Big Think posted a map showing what the world would look like if the countries swapped places so their population and land mass rankings matched. Pretty interesting.

Strangely enough, the US itself would not have to swap its population with another country. With 310 million inhabitants, it is the third most populous nation in the world. And with an area of just over 3.7 million mi² (slightly more than 9.6 million km²), it is also the world’s third largest country (2). Brazil, at number five in both lists, is in the same situation. Other non-movers are Yemen and Ireland.

Four countries out of ~200 have the same rankings? That doesn’t seem so strange to me. Well, it’s a little strange.

I listed 223 countries and assigned two random numbers to each. Then I ranked both random numbers and counted those countries with matching rankings. On recalculating, it fluctuates between zero and two. I saw a couple of threes and even one five.

I recalculated 100 times and recorded the results.

This, of course, assumes absolutely no correlation between population and land mass, which isn’t true. But I thought there would be more matches.

You can download rankcountries.zip

Looks about right: assuming no correlation between population and land area, there’s a 222/223 chance that the two ranks will be different, so there’s a (222/223)^223 probability that no country will have the two ranks the same. That’s about 36.7%, close enough to your result.

This would be a good topic to play around with Spearman’s rank correlation coefficient. I guess it’s what you’re supposed to use when you don’t have normality and homoscedasticity in your data. In excel it’s implemented basically just using

after doing Paste Special -> Values for this example. Doing it this way, I get .0994. This is a bit out of my area or expertise but this says to me that we don’t have much of a relationship between land area and population or maybe we have a lot of randomness b/w the two.

I am thinking your experimental values should closely follow the binomial distribution where the number of trials is 223 and the probability of success on each trial is 1-222/223. In fact, they do, if you squint your eyes a little… Replace [Match#] with 0,1,2,3 in this formula:

Expected Frequency

Duh. I knew it was a “something” distribution but couldn’t remember what. So I had to figure it out, which is probably why I failed my Maths degree: too much time spent deriving stuff I couldn’t remember.

I ended up with this:

(That won’t actually work as presented in Excel case described: FACT(223) is a bit on the large side)

Where

N = number of countries

m = number of matches

If I’ve transcribed my scribble correctly, that should give the following probabilities for the first few “m”s:

1: 36.8%

2: 18.4%

3: 6.1%

4: 1.5%

Still very much in line with your results.
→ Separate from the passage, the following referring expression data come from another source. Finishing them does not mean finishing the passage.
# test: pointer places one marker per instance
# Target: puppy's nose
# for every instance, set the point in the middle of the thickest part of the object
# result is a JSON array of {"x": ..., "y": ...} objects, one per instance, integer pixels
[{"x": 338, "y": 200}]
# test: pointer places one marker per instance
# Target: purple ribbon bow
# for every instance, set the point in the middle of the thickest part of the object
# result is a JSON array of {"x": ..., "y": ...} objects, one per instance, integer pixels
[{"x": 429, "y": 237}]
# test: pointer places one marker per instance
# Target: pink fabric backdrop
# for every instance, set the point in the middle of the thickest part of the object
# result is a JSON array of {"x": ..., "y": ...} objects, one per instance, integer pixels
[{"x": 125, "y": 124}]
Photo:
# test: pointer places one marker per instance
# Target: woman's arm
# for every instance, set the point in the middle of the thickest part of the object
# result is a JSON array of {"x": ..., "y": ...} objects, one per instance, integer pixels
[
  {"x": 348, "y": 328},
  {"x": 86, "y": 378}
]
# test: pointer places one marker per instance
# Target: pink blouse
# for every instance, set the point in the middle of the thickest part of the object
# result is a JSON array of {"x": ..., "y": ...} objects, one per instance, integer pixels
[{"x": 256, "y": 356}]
(Hopefully not double-posted – the first time I submitted this it appeared to have been “eaten”)

This is an interesting problem in probability. I think the expected distribution is equivalent to:

=POISSON(matches,1,0)

which is a little different than binomial, although becomes very close for large n.

The situation is analogous to picking n numbered balls out of a bag and matching them against an existing order. If the balls are replaced each time the frequency distribution would be binomial but if the balls are not replaced, they follow a distribution close to a poisson distribution.

Consider the case of just three items. There are 6 combinations in total, 2 with no matches, 3 with one match and 1 with three matches. The probabilities P(n,m) of m matches can also be calculated as shown below:

P(3,0) = 2/6 = (1 – 1 / 1! + 1 / 2! – 1 / 3!) / 0!

P(3,1) = 3/6 = (1 – 1 / 1! + 1 / 2!) / 1!

P(3,2) = 0/6 = (1 – 1 / 1!) / 2!

P(3,3) = 1/6 = (1) / 3!

This illustrates the general case, for further details see: http://en.wikipedia.org/wiki/Rencontres_numbers

In Excel, if n > 20 the results are indistinguishable from a poisson 1 distribution,

Lori — it’s not Poisson because the maximum possible number of matches is finite. The Poisson distribution isn’t finite. The correct distribution for matches of uncorrelated rank statistics is binomial, which is finite.

Fzz – perhaps i was a little unclear but i didn’t intend to imply that it was exactly Poisson, only that the results matched in Excel for moderately large sample sizes due to the limited precision as in the example given.

A general formula for m matches given n items is:

=NPV(-2,-1/FACT((ROW(INDIRECT(“1:”&n-m+1))-1)))/FACT(m)

although this will fail for n>170 because of the FACT function.

Just to clarify: the above formula should be array-entered and the smart quotes changed to normal quotes. I agree that the frequency of matches would be binomial if the ranks were uncorrelated but here we are dealing with random permutations. For a brief explanation refer to the probability distribution section of the linked wikipedia article and also the link to derangements.